They shall grow not old, as we that are left grow old:
Age shall not weary them, nor the years condemn.
At the going down of the sun and in the morning,
We will remember them.
Lest we forget
This photo is of the Reichswald Forest War cemetery near Kleve in Germany. It is also called the rose cemetery. I visited it in 1975, with my family. I was overwhelmed by the mass graves of young men my age, the age of my friends, the age of my boyfriend, not much older than my brothers who were with me. When I teach European Law, that memory is one that I share when explaining why I am for a united Europe; I don't want to lose my loved ones to war.
I am happy that generations have passed, where whole generations have not been touched.
Having said that, my first serious boyfriend was in the Falklands. Another close friend was in the 1st Gulf war. One nephew was the first medic on Iraqi soil in the second, and his brother was also involved. Their father is currently in Afghanistan where he is not only a medic, but also a stand in padre.

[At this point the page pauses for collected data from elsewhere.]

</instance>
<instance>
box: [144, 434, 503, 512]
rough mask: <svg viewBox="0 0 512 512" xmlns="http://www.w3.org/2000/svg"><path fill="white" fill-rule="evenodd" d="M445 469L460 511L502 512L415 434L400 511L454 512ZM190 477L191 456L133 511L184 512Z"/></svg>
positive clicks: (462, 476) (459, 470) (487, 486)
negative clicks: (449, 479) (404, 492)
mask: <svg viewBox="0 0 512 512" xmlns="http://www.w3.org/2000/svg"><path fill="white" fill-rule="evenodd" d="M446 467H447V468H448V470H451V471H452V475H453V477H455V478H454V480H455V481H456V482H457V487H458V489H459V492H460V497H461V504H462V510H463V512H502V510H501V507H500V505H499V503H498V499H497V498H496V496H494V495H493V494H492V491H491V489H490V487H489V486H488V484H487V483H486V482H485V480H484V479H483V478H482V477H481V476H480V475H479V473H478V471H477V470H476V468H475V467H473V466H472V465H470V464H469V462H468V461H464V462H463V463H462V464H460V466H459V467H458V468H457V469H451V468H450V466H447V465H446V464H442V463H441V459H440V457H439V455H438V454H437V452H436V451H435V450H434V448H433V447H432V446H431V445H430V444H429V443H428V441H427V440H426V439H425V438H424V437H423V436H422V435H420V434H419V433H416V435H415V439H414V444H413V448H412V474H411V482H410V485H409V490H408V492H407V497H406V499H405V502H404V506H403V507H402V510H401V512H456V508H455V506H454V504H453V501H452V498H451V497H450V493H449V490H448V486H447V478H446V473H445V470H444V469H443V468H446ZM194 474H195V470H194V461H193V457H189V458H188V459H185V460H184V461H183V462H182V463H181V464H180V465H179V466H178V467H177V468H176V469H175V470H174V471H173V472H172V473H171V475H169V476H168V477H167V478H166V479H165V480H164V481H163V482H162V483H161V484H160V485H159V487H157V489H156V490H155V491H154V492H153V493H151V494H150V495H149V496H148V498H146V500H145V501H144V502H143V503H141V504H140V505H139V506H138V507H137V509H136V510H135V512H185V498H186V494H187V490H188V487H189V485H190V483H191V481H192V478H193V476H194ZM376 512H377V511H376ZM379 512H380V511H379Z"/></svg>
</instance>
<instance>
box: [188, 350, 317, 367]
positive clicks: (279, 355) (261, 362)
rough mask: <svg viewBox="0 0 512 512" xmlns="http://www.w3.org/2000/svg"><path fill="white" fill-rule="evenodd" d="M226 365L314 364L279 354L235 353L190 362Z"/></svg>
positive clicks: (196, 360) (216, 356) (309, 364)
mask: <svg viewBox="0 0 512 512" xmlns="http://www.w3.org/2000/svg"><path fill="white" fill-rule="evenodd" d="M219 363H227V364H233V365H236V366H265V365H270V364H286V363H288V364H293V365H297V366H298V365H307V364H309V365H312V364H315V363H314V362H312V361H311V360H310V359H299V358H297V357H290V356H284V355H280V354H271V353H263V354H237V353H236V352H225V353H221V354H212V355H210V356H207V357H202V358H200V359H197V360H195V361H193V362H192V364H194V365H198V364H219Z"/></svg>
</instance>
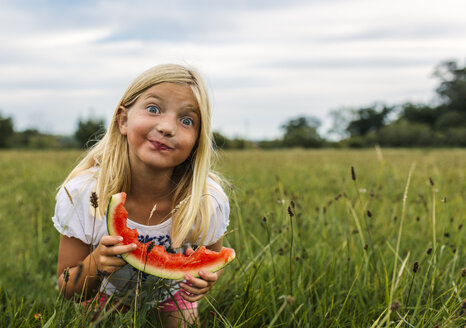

We remember at this time those who have fallen. We should also think of those who have survived. There are those who are whole in body, but their spirits are affected by what they have seen and experienced; there are those who would not have survived before, and who, having lost up to 3 limbs have to go along a new path. Their spirits are also affected. And there are those who have tended to the fallen, and their spirits have definitely been affected.
Here in France we shall be remembering on the 11th itself. The 11th minute of the 11the hour of the 11the day of the 11the month. Take a moment to remember, and to think about what it means to you. And to those you love.
And think of the courage of those who are facing death, wherever they may be.
War or cancer, both are hellish things.